Make function that takes ID's and type i or s etc. For me, they were all i so my function is simpler. return array that looks like this $params= array("iiiii",1,2,3,4,5) where the first value is the set of i's and the subsequent values are the ID's depending on total ID's passed into function.
function build_bind_params($values, $bind_type) {
$s = substr(str_repeat($bind_type, count($values)), 0);
$bind_array = array();
$bind_array[] = $s;
foreach($values as $value) {
$bind_array[] = $value;
}
return $bind_array;
}
$params = build_bind_params($array_of_ids, "i");
Then use foreach ($params as $key => $value) $tmp[$key] = &$params[$key]; to get the newly created $params formatted properly for binding.

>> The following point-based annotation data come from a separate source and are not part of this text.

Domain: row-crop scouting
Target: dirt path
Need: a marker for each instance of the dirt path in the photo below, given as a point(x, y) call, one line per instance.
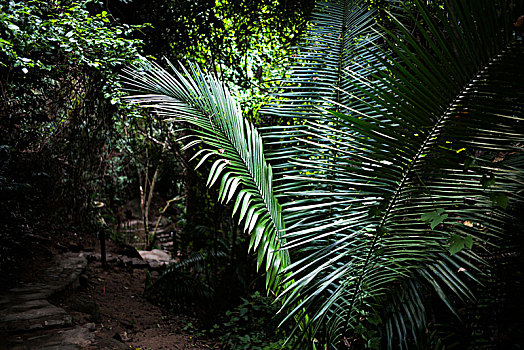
point(81, 305)
point(111, 299)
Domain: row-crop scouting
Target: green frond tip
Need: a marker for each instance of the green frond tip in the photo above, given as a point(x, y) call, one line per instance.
point(200, 100)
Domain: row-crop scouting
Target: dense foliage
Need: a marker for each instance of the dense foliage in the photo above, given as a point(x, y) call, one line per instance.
point(398, 170)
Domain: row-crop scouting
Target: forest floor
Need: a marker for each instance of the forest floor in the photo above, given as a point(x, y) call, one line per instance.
point(122, 313)
point(106, 306)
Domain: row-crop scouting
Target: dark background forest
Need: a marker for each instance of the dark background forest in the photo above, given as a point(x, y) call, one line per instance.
point(84, 170)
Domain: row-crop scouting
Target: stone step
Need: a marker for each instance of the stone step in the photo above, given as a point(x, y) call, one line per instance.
point(26, 308)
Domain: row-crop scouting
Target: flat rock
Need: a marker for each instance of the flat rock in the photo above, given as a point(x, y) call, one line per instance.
point(70, 339)
point(26, 308)
point(156, 258)
point(43, 316)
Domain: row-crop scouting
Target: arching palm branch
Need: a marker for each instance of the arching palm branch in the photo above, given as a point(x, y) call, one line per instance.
point(399, 167)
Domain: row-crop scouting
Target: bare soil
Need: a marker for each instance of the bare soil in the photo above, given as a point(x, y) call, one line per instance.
point(112, 299)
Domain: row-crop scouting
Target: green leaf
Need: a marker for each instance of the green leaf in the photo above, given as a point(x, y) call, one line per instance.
point(434, 218)
point(487, 181)
point(499, 199)
point(457, 244)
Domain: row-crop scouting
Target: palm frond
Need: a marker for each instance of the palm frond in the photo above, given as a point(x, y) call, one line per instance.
point(391, 202)
point(203, 102)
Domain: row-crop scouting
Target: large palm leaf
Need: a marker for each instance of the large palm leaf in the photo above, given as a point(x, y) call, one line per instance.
point(398, 152)
point(381, 194)
point(205, 103)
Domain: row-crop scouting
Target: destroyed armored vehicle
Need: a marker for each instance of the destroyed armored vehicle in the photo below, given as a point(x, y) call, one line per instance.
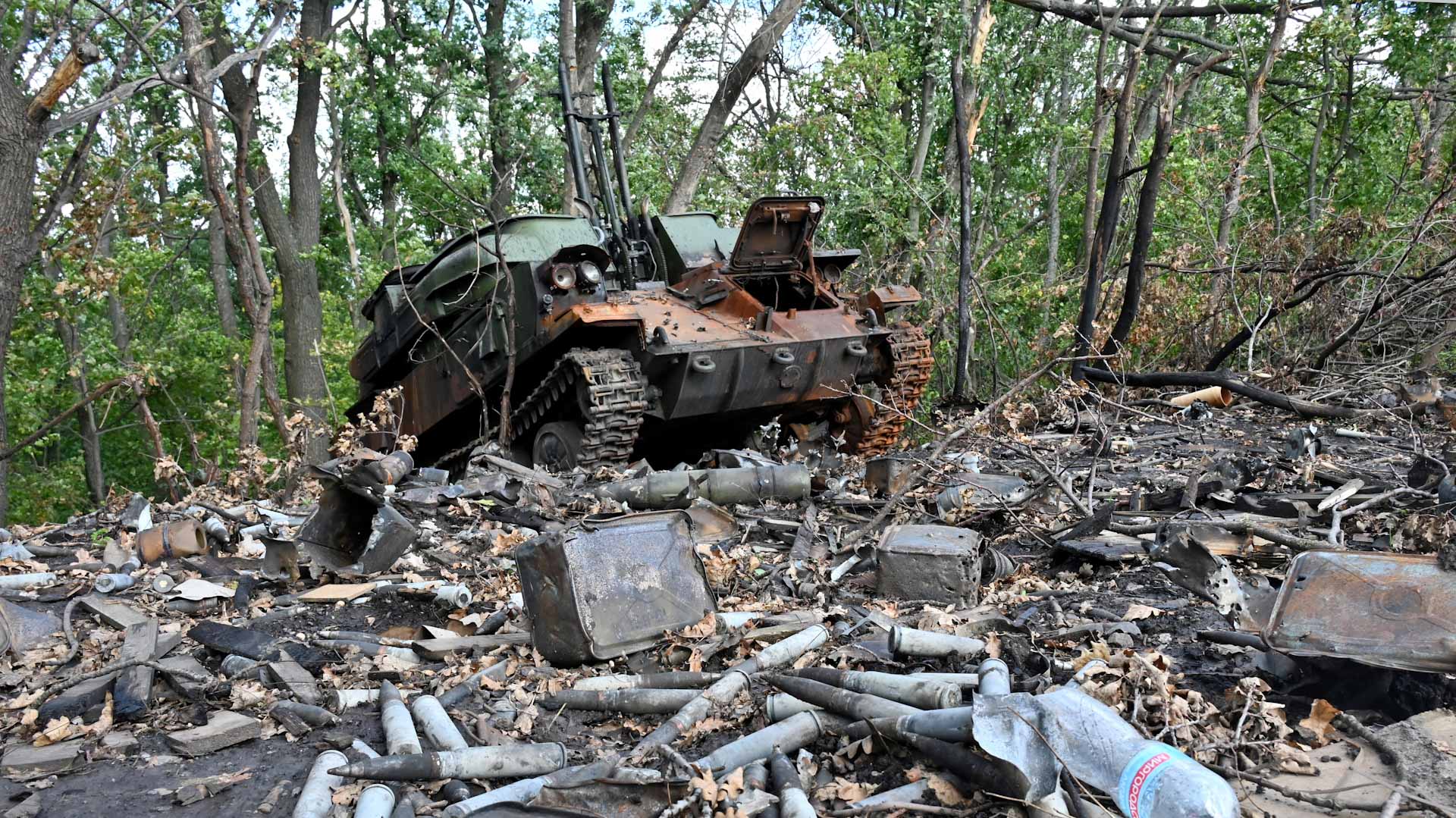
point(638, 337)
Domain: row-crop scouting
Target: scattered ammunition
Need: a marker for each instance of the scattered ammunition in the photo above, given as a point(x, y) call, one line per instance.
point(788, 735)
point(965, 680)
point(242, 667)
point(436, 724)
point(781, 707)
point(28, 580)
point(995, 679)
point(526, 789)
point(679, 680)
point(995, 776)
point(731, 683)
point(792, 802)
point(112, 582)
point(952, 724)
point(400, 728)
point(913, 642)
point(362, 636)
point(511, 762)
point(843, 702)
point(299, 718)
point(915, 691)
point(316, 800)
point(472, 683)
point(631, 700)
point(370, 650)
point(341, 700)
point(376, 801)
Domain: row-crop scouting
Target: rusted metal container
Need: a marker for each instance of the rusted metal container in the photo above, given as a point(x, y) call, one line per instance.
point(930, 563)
point(612, 588)
point(1378, 609)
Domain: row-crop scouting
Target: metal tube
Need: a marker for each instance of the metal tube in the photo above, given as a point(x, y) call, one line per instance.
point(112, 582)
point(788, 735)
point(995, 679)
point(781, 707)
point(915, 691)
point(843, 702)
point(472, 683)
point(437, 726)
point(913, 642)
point(658, 680)
point(376, 801)
point(316, 798)
point(28, 580)
point(400, 728)
point(792, 802)
point(579, 168)
point(677, 490)
point(511, 762)
point(631, 700)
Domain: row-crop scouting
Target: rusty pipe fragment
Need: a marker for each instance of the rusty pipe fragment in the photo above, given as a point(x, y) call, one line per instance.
point(733, 682)
point(915, 691)
point(679, 490)
point(376, 801)
point(182, 537)
point(788, 735)
point(400, 729)
point(837, 700)
point(510, 762)
point(658, 680)
point(316, 800)
point(792, 802)
point(641, 700)
point(915, 642)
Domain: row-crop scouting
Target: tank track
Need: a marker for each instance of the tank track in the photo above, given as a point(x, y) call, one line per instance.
point(910, 373)
point(613, 398)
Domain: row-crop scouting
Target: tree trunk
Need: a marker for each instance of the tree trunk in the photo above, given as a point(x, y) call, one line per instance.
point(19, 147)
point(963, 302)
point(223, 289)
point(733, 85)
point(639, 115)
point(86, 417)
point(1253, 124)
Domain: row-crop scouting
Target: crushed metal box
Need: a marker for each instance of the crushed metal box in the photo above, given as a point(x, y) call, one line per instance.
point(1379, 609)
point(612, 587)
point(930, 563)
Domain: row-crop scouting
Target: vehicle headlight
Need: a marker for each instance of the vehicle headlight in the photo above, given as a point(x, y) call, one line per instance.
point(563, 277)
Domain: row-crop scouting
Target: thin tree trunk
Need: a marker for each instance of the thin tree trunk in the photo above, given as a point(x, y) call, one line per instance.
point(925, 126)
point(1253, 126)
point(1321, 121)
point(86, 417)
point(733, 85)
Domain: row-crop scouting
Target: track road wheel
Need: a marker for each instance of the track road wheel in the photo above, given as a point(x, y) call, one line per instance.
point(557, 446)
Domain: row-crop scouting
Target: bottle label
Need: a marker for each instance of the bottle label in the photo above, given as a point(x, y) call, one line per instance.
point(1142, 776)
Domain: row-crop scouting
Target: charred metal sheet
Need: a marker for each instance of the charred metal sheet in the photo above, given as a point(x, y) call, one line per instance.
point(613, 587)
point(1378, 609)
point(930, 563)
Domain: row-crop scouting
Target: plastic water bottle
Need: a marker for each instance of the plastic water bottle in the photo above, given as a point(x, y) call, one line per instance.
point(1147, 779)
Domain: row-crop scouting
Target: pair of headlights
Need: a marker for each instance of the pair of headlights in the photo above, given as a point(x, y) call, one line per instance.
point(565, 275)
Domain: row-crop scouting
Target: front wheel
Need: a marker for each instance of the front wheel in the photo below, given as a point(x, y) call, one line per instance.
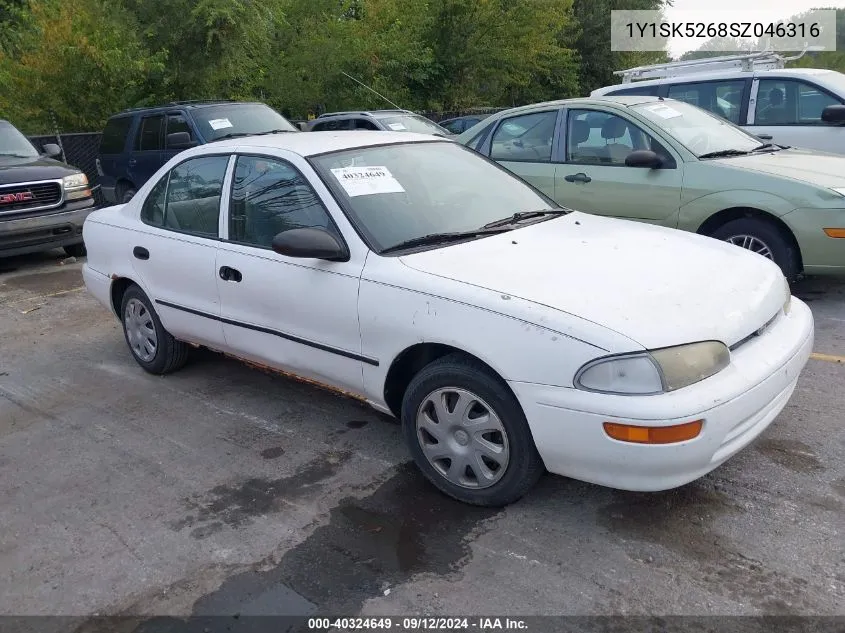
point(468, 434)
point(763, 238)
point(153, 347)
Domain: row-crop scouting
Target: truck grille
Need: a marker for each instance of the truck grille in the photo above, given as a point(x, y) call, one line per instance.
point(31, 195)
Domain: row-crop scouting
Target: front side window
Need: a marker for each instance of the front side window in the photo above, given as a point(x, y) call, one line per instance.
point(403, 191)
point(696, 129)
point(187, 199)
point(789, 102)
point(149, 134)
point(270, 196)
point(603, 138)
point(525, 138)
point(723, 98)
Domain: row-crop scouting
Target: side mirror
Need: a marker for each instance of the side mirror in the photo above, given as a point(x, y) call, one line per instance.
point(310, 243)
point(179, 140)
point(834, 114)
point(643, 158)
point(52, 150)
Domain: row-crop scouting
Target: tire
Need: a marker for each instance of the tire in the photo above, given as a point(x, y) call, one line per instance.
point(167, 354)
point(781, 250)
point(447, 380)
point(76, 250)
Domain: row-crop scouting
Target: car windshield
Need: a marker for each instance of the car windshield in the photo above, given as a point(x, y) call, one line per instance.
point(412, 123)
point(696, 129)
point(396, 193)
point(238, 119)
point(13, 143)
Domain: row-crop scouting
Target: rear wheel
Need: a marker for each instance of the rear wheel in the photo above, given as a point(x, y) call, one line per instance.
point(763, 238)
point(153, 347)
point(468, 434)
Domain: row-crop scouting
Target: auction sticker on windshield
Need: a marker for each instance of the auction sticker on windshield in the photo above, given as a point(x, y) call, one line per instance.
point(219, 124)
point(664, 111)
point(364, 181)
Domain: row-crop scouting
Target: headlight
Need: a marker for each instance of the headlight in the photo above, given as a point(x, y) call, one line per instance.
point(76, 186)
point(655, 371)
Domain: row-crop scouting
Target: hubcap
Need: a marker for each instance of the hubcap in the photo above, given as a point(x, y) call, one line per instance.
point(462, 438)
point(140, 330)
point(751, 243)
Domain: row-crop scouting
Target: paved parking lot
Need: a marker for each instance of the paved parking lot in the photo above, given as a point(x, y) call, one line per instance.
point(222, 489)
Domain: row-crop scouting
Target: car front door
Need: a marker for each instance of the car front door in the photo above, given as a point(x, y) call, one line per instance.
point(594, 177)
point(175, 252)
point(295, 314)
point(524, 145)
point(146, 156)
point(790, 112)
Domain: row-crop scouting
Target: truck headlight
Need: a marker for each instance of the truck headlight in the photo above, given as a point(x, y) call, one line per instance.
point(654, 371)
point(76, 186)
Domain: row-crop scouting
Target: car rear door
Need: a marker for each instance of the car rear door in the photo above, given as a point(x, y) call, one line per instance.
point(146, 155)
point(524, 144)
point(593, 176)
point(789, 111)
point(295, 314)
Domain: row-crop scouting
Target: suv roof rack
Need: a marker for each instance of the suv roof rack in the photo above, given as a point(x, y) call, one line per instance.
point(761, 60)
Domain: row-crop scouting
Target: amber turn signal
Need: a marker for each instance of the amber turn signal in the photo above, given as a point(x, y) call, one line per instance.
point(653, 434)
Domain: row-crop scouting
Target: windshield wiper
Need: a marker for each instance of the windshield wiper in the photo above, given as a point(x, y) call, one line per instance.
point(523, 215)
point(724, 152)
point(442, 238)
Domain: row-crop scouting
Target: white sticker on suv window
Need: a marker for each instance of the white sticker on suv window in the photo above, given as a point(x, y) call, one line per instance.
point(664, 111)
point(364, 181)
point(219, 124)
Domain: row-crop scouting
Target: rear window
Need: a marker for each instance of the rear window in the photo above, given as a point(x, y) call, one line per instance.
point(114, 136)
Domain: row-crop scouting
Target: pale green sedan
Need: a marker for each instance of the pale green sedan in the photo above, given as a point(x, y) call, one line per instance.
point(674, 164)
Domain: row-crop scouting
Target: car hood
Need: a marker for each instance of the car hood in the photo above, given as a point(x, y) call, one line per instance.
point(656, 286)
point(818, 168)
point(14, 170)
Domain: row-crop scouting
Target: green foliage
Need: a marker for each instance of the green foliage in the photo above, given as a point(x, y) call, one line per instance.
point(79, 62)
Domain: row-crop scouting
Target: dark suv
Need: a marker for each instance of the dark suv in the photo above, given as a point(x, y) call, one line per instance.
point(136, 142)
point(43, 201)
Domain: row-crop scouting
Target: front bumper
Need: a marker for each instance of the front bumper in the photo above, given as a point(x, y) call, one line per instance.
point(736, 405)
point(60, 227)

Then use call_user_func_array(array($stmt , 'bind_param') , $tmp); to properly bind the array.
Then execute the $stmt
Most of the above are not solutions without integrating the types along with the values before adding them to call_user_func_array(). This solution worked for me:
/* create a database connection */
$db = new mysqli($host, $user, $password, $db_name);
/* setup the sql, values, and types */
$sql="SELECT * FROM languages
WHERE language_code = ?
AND charset = ?
ORDER BY native_name";
$values = array($langCode, $charset);
$types = "ss";
/* pass those variables to the execute() function defined below */
if ($rows = execute($sql, $values, $types))
{
return $rows[0];
}
function execute($sql, $values='', $types='')
{
/* prepare the sql before binding values and types */
$stmt = $db->prepare($sql);
/*combine the values and types into $inputArray */
$inputArray[] = &$types;
$j = count($values);
for($i=0;$i<$j;$i++){
$inputArray[] = &$values[$i];
}
/* add the combined values and types to call_user_func_array() for binding */
call_user_func_array(array($stmt, 'bind_param'), $inputArray);
$result = $stmt->execute();
return $result;
}
Here's a reference to the full description this example is based on:
http://big.info/2015/08/php-use-call_user_func_array-for-variable-number-of-parameters-arrays-in-prepared-statements.html
Why would you want to call call_user_func_array(array($statement, 'bind_param'), $bind_arguments)? Because $bind_arguments is an array. You get to have one function that binds a statement to its queried parameters, no matter how many parameters you'd have otherwise.
Example of good code...
<?php
# link
$dblink = new mysqli('HOSTNAME','USERNAME','PASSWORD','DATABASENAME');
# example data
$statement = $dblink->prepare("SELECT * from Person WHERE FirstName = ? AND MiddleName = ? AND LastName = ? and Age = ?");
$recordvalues = ['John', 'H.', 'Smith', 25];
$sqlbindstring = "sssi"; # String, String, String, Integer example
# make the references
$bind_arguments = [];
$bind_arguments[] = $sqlbindstring;
foreach ($recordvalues as $recordkey => $recordvalue)
{
$bind_arguments[] = & $recordvalues[$recordkey]; # bind to array ref, not to the temporary $recordvalue
}
# query the db
call_user_func_array(array($statement, 'bind_param'), $bind_arguments); # bind arguments
$statement->execute(); # run statement
$result = $statement->get_result(); # get results
# get the results
if($result) {
while ($row = $result->fetch_assoc()) {
print("\n\nMy row is...");
print_r($row);
}
}
?>
Example of bad code...
<?php
# Same setup as above..
$statement->prepare("SELECT * from Person WHERE FirstName = ? AND MiddleName = ? AND LastName = ? and Age = ?");
$statement->bind('John', 'H.", 'Smith', 25);
?>
In the first example: You can pass as much or as little to the binding to be done, so that bind() might be called in only one line in your entire application. This scales well.
In the second example: You must write one bind() statement for every possible group of insertions for every possible record in your database. This scales poorly.